Questo si evidenzia già nelle sottocategorie dell’indagine: si nota un calo significativo del desiderio tra le fasce più giovani, con percentuali più basse passando dalla fascia 11-13 anni a quella 14-19. Questi ultimi, infatti, iniziano a modificare lentamente le loro aspirazioni, segno che l’indottrinamento e il contesto anti-famiglia influenzano e modificano in modo sostanziale queste aspettative.

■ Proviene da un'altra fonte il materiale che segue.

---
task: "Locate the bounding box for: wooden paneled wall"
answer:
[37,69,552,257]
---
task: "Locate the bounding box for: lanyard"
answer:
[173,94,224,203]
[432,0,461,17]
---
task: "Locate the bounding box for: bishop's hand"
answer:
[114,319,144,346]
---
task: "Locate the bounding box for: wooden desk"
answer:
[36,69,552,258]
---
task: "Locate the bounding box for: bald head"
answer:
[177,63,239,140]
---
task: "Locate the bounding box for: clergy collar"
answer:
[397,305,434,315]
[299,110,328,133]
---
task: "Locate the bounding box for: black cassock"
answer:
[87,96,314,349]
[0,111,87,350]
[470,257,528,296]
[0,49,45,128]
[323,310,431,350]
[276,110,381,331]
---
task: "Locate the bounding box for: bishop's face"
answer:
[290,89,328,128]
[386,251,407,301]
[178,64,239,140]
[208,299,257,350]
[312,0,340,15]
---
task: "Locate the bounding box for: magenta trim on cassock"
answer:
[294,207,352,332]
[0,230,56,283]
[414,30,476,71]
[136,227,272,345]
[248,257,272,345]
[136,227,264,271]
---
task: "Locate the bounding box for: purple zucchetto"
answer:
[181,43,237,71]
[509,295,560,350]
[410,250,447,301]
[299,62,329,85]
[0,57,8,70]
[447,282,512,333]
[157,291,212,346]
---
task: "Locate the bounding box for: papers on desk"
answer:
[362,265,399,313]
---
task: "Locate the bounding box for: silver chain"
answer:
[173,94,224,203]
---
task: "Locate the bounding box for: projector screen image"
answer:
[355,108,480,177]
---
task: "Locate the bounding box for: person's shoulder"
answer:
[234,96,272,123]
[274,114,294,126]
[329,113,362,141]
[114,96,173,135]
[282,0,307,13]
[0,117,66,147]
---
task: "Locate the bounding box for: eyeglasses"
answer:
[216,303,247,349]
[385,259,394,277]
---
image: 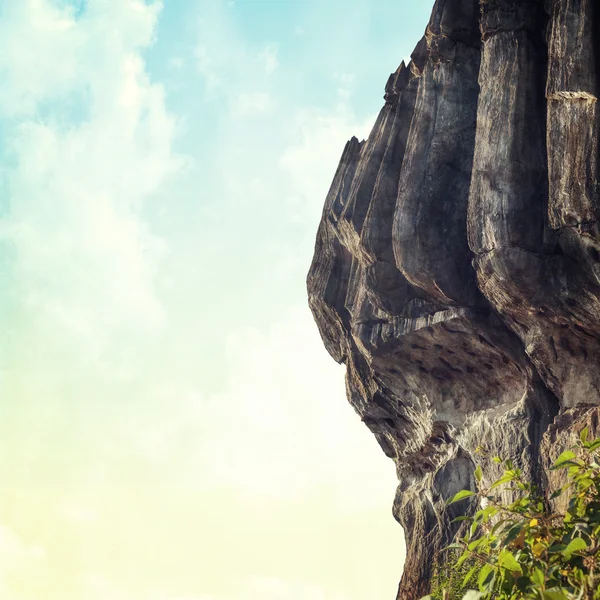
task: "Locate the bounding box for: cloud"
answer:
[258,44,279,75]
[0,0,182,364]
[201,307,394,510]
[0,526,46,600]
[233,92,276,117]
[279,102,374,219]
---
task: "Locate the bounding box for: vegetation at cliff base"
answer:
[423,428,600,600]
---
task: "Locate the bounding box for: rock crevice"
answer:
[308,0,600,600]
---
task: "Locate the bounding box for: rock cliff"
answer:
[308,0,600,600]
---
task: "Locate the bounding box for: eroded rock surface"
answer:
[308,0,600,600]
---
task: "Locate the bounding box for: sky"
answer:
[0,0,430,600]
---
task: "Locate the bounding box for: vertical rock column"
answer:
[546,0,600,237]
[393,0,480,306]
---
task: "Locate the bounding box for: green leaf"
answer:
[448,490,475,504]
[462,590,485,600]
[542,588,569,600]
[490,472,515,490]
[540,590,569,600]
[477,563,494,592]
[462,565,479,587]
[450,516,473,523]
[563,538,588,557]
[531,567,546,587]
[588,438,600,452]
[498,549,523,573]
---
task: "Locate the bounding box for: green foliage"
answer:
[422,428,600,600]
[430,548,478,600]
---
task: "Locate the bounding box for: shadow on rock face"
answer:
[308,0,600,600]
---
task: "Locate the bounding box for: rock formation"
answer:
[308,0,600,600]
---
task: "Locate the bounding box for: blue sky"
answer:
[0,0,430,600]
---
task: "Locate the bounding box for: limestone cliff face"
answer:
[308,0,600,600]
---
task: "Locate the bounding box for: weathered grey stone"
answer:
[308,0,600,600]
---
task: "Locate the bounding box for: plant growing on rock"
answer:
[423,428,600,600]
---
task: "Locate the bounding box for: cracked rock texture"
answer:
[308,0,600,600]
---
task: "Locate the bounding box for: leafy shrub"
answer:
[423,428,600,600]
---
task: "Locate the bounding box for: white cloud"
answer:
[279,108,374,215]
[233,92,276,117]
[201,307,394,511]
[0,0,182,357]
[0,525,46,598]
[258,44,279,75]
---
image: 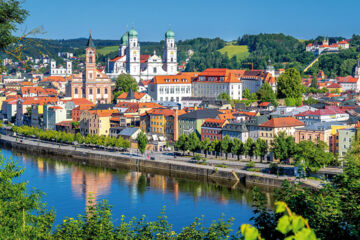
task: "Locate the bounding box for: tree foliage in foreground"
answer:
[254,136,360,240]
[0,154,316,240]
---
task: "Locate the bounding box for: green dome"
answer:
[165,30,175,38]
[129,29,137,37]
[120,32,129,46]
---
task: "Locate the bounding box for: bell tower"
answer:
[163,30,177,75]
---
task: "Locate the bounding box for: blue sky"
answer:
[20,0,360,41]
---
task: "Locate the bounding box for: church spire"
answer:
[86,31,96,48]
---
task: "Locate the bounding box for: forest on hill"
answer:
[1,34,360,77]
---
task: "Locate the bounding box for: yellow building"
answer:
[80,110,118,136]
[259,117,305,144]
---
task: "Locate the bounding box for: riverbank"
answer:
[0,135,320,188]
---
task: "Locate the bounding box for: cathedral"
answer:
[107,29,177,82]
[66,34,113,104]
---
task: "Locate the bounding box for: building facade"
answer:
[107,29,178,82]
[67,35,113,104]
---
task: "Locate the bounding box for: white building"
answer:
[107,29,177,82]
[148,74,195,103]
[49,59,72,77]
[192,68,244,100]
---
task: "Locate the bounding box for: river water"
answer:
[2,149,271,231]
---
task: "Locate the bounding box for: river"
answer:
[2,149,271,231]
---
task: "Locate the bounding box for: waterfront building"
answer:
[192,68,244,100]
[107,29,178,82]
[201,118,228,141]
[80,110,118,136]
[148,73,197,104]
[66,34,113,104]
[116,88,152,102]
[49,59,72,77]
[178,109,222,137]
[222,123,249,142]
[259,117,305,144]
[295,106,349,125]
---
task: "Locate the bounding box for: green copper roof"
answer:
[120,32,129,46]
[129,29,138,37]
[165,29,175,38]
[86,33,96,48]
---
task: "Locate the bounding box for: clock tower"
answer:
[126,29,141,82]
[164,30,177,75]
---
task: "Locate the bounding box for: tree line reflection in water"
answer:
[14,152,273,211]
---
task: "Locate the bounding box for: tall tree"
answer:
[277,68,304,98]
[255,138,268,162]
[0,0,28,51]
[271,132,295,161]
[221,135,233,160]
[256,82,276,105]
[136,131,148,154]
[244,137,255,161]
[200,138,211,158]
[116,74,139,92]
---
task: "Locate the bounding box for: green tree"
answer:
[271,132,295,161]
[218,92,231,103]
[255,138,269,162]
[0,0,28,51]
[136,131,148,154]
[256,82,277,106]
[310,74,318,89]
[115,74,139,92]
[200,138,211,158]
[175,134,190,155]
[231,138,244,160]
[244,137,255,161]
[221,135,233,160]
[277,68,304,98]
[294,140,334,172]
[188,132,201,155]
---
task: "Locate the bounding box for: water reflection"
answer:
[5,150,273,230]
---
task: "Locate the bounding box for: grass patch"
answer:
[218,42,249,60]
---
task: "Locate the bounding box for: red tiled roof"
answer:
[259,117,305,128]
[296,106,345,117]
[117,92,146,100]
[41,76,66,82]
[259,102,271,107]
[336,76,359,83]
[149,74,196,84]
[327,83,341,88]
[49,106,63,110]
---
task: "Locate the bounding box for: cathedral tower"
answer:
[126,29,141,81]
[164,30,177,75]
[85,33,96,81]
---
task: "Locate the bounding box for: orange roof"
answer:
[139,103,164,108]
[117,92,146,100]
[327,83,341,88]
[259,102,271,107]
[259,117,305,128]
[336,76,359,83]
[149,74,195,84]
[217,113,235,120]
[49,106,63,110]
[147,108,175,116]
[41,76,66,82]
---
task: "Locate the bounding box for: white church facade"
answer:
[107,29,178,82]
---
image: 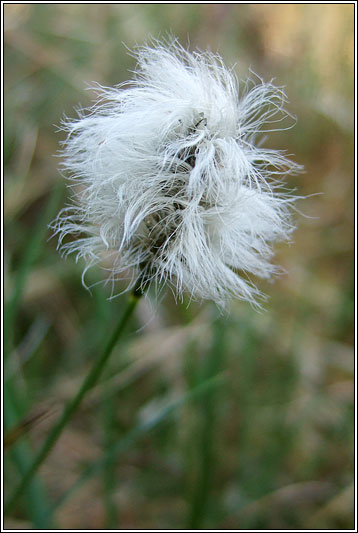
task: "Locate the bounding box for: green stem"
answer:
[4,290,141,513]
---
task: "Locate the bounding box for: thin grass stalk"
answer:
[4,289,141,513]
[4,384,54,529]
[188,312,225,529]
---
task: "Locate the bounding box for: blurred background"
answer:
[4,4,354,529]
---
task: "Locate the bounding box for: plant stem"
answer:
[4,290,141,512]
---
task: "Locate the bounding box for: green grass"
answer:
[4,4,354,530]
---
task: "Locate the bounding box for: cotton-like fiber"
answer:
[53,42,300,306]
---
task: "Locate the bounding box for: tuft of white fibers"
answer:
[53,41,301,306]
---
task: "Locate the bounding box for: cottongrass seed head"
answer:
[53,41,300,306]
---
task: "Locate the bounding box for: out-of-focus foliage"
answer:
[4,4,354,529]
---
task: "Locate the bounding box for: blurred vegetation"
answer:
[4,4,354,529]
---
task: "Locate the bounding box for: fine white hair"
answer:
[53,41,300,306]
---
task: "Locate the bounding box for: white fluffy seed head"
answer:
[53,41,300,305]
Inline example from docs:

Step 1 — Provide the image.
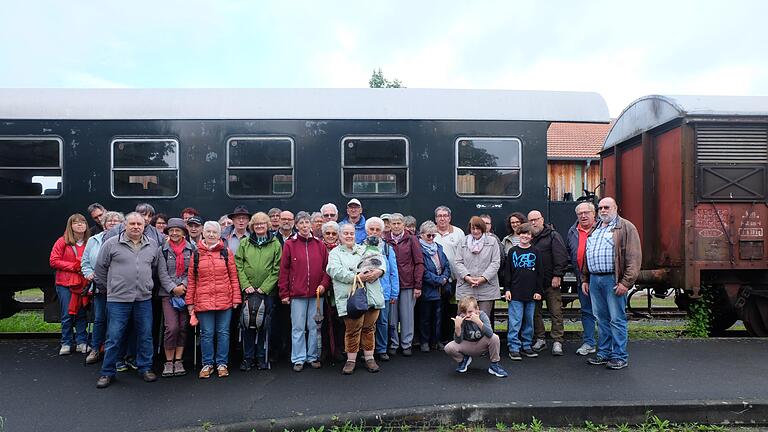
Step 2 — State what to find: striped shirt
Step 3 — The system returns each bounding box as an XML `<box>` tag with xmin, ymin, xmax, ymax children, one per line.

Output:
<box><xmin>587</xmin><ymin>216</ymin><xmax>619</xmax><ymax>273</ymax></box>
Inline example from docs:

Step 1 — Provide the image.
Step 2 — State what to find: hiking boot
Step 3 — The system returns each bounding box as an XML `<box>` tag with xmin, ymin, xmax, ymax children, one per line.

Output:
<box><xmin>96</xmin><ymin>375</ymin><xmax>115</xmax><ymax>388</ymax></box>
<box><xmin>125</xmin><ymin>357</ymin><xmax>139</xmax><ymax>370</ymax></box>
<box><xmin>552</xmin><ymin>342</ymin><xmax>563</xmax><ymax>355</ymax></box>
<box><xmin>587</xmin><ymin>355</ymin><xmax>608</xmax><ymax>366</ymax></box>
<box><xmin>488</xmin><ymin>362</ymin><xmax>509</xmax><ymax>378</ymax></box>
<box><xmin>576</xmin><ymin>343</ymin><xmax>597</xmax><ymax>355</ymax></box>
<box><xmin>240</xmin><ymin>359</ymin><xmax>253</xmax><ymax>372</ymax></box>
<box><xmin>341</xmin><ymin>360</ymin><xmax>357</xmax><ymax>375</ymax></box>
<box><xmin>365</xmin><ymin>359</ymin><xmax>379</xmax><ymax>373</ymax></box>
<box><xmin>456</xmin><ymin>355</ymin><xmax>472</xmax><ymax>373</ymax></box>
<box><xmin>173</xmin><ymin>360</ymin><xmax>187</xmax><ymax>376</ymax></box>
<box><xmin>85</xmin><ymin>349</ymin><xmax>101</xmax><ymax>364</ymax></box>
<box><xmin>605</xmin><ymin>359</ymin><xmax>629</xmax><ymax>370</ymax></box>
<box><xmin>141</xmin><ymin>371</ymin><xmax>157</xmax><ymax>382</ymax></box>
<box><xmin>161</xmin><ymin>362</ymin><xmax>173</xmax><ymax>378</ymax></box>
<box><xmin>198</xmin><ymin>365</ymin><xmax>213</xmax><ymax>379</ymax></box>
<box><xmin>216</xmin><ymin>365</ymin><xmax>229</xmax><ymax>378</ymax></box>
<box><xmin>523</xmin><ymin>348</ymin><xmax>539</xmax><ymax>358</ymax></box>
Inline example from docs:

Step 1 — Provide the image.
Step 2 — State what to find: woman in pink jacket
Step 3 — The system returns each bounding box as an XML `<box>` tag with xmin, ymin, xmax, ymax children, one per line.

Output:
<box><xmin>50</xmin><ymin>213</ymin><xmax>88</xmax><ymax>355</ymax></box>
<box><xmin>185</xmin><ymin>221</ymin><xmax>242</xmax><ymax>378</ymax></box>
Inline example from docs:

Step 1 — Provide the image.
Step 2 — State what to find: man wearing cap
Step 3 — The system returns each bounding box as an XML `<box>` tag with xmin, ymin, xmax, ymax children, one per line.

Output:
<box><xmin>187</xmin><ymin>216</ymin><xmax>203</xmax><ymax>245</ymax></box>
<box><xmin>221</xmin><ymin>205</ymin><xmax>251</xmax><ymax>256</ymax></box>
<box><xmin>339</xmin><ymin>198</ymin><xmax>368</xmax><ymax>243</ymax></box>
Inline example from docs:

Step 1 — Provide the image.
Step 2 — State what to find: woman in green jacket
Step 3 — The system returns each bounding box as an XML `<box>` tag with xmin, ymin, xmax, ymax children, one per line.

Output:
<box><xmin>326</xmin><ymin>223</ymin><xmax>387</xmax><ymax>375</ymax></box>
<box><xmin>235</xmin><ymin>212</ymin><xmax>282</xmax><ymax>371</ymax></box>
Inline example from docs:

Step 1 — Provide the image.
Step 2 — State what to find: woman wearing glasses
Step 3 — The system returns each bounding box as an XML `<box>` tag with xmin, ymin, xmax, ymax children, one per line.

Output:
<box><xmin>419</xmin><ymin>221</ymin><xmax>451</xmax><ymax>352</ymax></box>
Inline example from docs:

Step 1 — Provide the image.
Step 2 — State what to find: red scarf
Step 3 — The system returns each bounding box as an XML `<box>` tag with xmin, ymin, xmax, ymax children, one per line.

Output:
<box><xmin>168</xmin><ymin>237</ymin><xmax>187</xmax><ymax>277</ymax></box>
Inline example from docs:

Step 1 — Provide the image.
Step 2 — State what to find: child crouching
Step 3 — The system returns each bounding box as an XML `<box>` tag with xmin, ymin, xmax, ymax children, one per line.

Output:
<box><xmin>445</xmin><ymin>297</ymin><xmax>507</xmax><ymax>378</ymax></box>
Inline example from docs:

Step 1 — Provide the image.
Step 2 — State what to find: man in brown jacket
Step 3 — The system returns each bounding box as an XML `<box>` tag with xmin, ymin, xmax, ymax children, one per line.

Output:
<box><xmin>582</xmin><ymin>197</ymin><xmax>642</xmax><ymax>370</ymax></box>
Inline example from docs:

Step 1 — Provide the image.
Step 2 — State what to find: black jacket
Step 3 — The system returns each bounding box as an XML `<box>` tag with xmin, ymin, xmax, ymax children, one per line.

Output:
<box><xmin>531</xmin><ymin>225</ymin><xmax>568</xmax><ymax>290</ymax></box>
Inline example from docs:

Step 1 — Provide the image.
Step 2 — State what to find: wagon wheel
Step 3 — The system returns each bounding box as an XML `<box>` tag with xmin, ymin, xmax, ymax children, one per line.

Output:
<box><xmin>741</xmin><ymin>295</ymin><xmax>768</xmax><ymax>337</ymax></box>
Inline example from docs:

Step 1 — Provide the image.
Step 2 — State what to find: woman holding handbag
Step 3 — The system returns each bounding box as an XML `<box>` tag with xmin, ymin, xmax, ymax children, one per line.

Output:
<box><xmin>50</xmin><ymin>213</ymin><xmax>88</xmax><ymax>355</ymax></box>
<box><xmin>326</xmin><ymin>223</ymin><xmax>387</xmax><ymax>375</ymax></box>
<box><xmin>157</xmin><ymin>218</ymin><xmax>197</xmax><ymax>377</ymax></box>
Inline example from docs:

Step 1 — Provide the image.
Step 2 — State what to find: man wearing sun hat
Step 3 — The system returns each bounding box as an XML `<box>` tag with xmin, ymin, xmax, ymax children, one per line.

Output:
<box><xmin>339</xmin><ymin>198</ymin><xmax>368</xmax><ymax>243</ymax></box>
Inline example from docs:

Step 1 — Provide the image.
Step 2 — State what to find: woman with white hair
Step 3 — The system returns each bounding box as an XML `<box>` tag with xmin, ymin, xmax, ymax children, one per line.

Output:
<box><xmin>185</xmin><ymin>221</ymin><xmax>242</xmax><ymax>379</ymax></box>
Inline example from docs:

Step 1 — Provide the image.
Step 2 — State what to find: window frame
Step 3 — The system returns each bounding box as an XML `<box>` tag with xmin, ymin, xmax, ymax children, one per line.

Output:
<box><xmin>224</xmin><ymin>135</ymin><xmax>296</xmax><ymax>199</ymax></box>
<box><xmin>0</xmin><ymin>135</ymin><xmax>64</xmax><ymax>200</ymax></box>
<box><xmin>453</xmin><ymin>136</ymin><xmax>523</xmax><ymax>199</ymax></box>
<box><xmin>339</xmin><ymin>135</ymin><xmax>411</xmax><ymax>198</ymax></box>
<box><xmin>109</xmin><ymin>136</ymin><xmax>181</xmax><ymax>199</ymax></box>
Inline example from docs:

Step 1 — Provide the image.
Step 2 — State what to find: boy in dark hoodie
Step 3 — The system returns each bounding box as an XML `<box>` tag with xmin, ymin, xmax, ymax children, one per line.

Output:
<box><xmin>504</xmin><ymin>223</ymin><xmax>544</xmax><ymax>360</ymax></box>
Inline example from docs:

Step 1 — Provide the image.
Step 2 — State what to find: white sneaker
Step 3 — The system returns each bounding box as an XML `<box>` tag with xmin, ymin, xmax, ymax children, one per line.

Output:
<box><xmin>576</xmin><ymin>343</ymin><xmax>597</xmax><ymax>355</ymax></box>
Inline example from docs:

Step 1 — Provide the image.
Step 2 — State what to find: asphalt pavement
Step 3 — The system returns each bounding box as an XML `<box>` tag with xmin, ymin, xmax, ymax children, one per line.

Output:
<box><xmin>0</xmin><ymin>338</ymin><xmax>768</xmax><ymax>432</ymax></box>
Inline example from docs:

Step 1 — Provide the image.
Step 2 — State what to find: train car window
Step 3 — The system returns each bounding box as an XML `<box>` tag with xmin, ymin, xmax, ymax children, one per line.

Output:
<box><xmin>341</xmin><ymin>136</ymin><xmax>408</xmax><ymax>196</ymax></box>
<box><xmin>111</xmin><ymin>138</ymin><xmax>179</xmax><ymax>198</ymax></box>
<box><xmin>227</xmin><ymin>137</ymin><xmax>294</xmax><ymax>198</ymax></box>
<box><xmin>456</xmin><ymin>137</ymin><xmax>522</xmax><ymax>198</ymax></box>
<box><xmin>0</xmin><ymin>137</ymin><xmax>63</xmax><ymax>198</ymax></box>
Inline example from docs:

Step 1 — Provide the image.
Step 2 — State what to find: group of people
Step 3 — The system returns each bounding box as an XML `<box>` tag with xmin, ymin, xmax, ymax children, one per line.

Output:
<box><xmin>50</xmin><ymin>198</ymin><xmax>641</xmax><ymax>388</ymax></box>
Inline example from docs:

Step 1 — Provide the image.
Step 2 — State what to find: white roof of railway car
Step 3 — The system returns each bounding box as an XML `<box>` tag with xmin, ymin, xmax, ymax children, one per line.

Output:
<box><xmin>0</xmin><ymin>88</ymin><xmax>609</xmax><ymax>123</ymax></box>
<box><xmin>603</xmin><ymin>95</ymin><xmax>768</xmax><ymax>150</ymax></box>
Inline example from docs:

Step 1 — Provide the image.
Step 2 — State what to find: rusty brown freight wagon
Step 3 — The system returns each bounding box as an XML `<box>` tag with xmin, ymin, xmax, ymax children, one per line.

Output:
<box><xmin>601</xmin><ymin>95</ymin><xmax>768</xmax><ymax>336</ymax></box>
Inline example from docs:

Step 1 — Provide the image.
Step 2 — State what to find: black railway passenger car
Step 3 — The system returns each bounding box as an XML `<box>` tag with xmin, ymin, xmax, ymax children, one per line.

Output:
<box><xmin>0</xmin><ymin>89</ymin><xmax>609</xmax><ymax>316</ymax></box>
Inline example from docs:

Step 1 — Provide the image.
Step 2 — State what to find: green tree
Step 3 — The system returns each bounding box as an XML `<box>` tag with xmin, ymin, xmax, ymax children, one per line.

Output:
<box><xmin>368</xmin><ymin>68</ymin><xmax>405</xmax><ymax>88</ymax></box>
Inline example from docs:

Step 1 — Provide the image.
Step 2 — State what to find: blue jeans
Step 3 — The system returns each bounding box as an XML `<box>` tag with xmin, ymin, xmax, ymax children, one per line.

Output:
<box><xmin>56</xmin><ymin>285</ymin><xmax>88</xmax><ymax>346</ymax></box>
<box><xmin>197</xmin><ymin>309</ymin><xmax>232</xmax><ymax>366</ymax></box>
<box><xmin>507</xmin><ymin>300</ymin><xmax>536</xmax><ymax>352</ymax></box>
<box><xmin>418</xmin><ymin>299</ymin><xmax>442</xmax><ymax>345</ymax></box>
<box><xmin>578</xmin><ymin>284</ymin><xmax>597</xmax><ymax>346</ymax></box>
<box><xmin>376</xmin><ymin>300</ymin><xmax>390</xmax><ymax>354</ymax></box>
<box><xmin>91</xmin><ymin>294</ymin><xmax>107</xmax><ymax>351</ymax></box>
<box><xmin>101</xmin><ymin>300</ymin><xmax>152</xmax><ymax>376</ymax></box>
<box><xmin>240</xmin><ymin>296</ymin><xmax>276</xmax><ymax>364</ymax></box>
<box><xmin>589</xmin><ymin>274</ymin><xmax>629</xmax><ymax>361</ymax></box>
<box><xmin>291</xmin><ymin>297</ymin><xmax>323</xmax><ymax>364</ymax></box>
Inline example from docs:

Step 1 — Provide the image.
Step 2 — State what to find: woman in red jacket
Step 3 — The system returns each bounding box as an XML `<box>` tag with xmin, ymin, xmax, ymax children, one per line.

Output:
<box><xmin>50</xmin><ymin>213</ymin><xmax>88</xmax><ymax>355</ymax></box>
<box><xmin>185</xmin><ymin>221</ymin><xmax>242</xmax><ymax>378</ymax></box>
<box><xmin>277</xmin><ymin>212</ymin><xmax>331</xmax><ymax>372</ymax></box>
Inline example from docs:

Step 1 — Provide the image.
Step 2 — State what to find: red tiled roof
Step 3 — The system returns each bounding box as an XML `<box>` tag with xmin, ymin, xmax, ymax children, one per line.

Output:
<box><xmin>547</xmin><ymin>122</ymin><xmax>613</xmax><ymax>159</ymax></box>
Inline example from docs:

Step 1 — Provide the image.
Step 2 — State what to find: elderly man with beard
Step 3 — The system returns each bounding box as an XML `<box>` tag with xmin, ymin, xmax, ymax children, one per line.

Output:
<box><xmin>566</xmin><ymin>202</ymin><xmax>597</xmax><ymax>355</ymax></box>
<box><xmin>528</xmin><ymin>210</ymin><xmax>568</xmax><ymax>356</ymax></box>
<box><xmin>582</xmin><ymin>197</ymin><xmax>643</xmax><ymax>370</ymax></box>
<box><xmin>94</xmin><ymin>212</ymin><xmax>176</xmax><ymax>388</ymax></box>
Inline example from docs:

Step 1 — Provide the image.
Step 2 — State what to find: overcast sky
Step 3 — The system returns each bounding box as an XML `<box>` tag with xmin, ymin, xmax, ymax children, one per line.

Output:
<box><xmin>0</xmin><ymin>0</ymin><xmax>768</xmax><ymax>116</ymax></box>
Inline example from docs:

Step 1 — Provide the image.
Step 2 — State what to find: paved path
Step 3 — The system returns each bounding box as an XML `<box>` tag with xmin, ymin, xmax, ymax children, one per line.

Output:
<box><xmin>0</xmin><ymin>339</ymin><xmax>768</xmax><ymax>432</ymax></box>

Da questa indagine si può trarre un insegnamento fondamentale: sin dall’infanzia, nel cuore di ogni bambino risiede un desiderio innato di famiglia, di paternità e maternità, di progetti di vita. Tuttavia, il combinato di politiche di sostegno insufficienti e di un contesto fortemente ostile alla famiglia finisce per prevalere quando i giovani raggiungono l’età adulta e si affacciano alla vita indipendente.
Forse, basterebbe non spegnere questa spontaneità, ma piuttosto assecondarla e guidarla. Sarebbe possibile? Forse sì, ma si tratta di una sfida enorme, che richiede un cambiamento profondo di mentalità culturale e antropologica nel Paese e nelle sue istituzioni.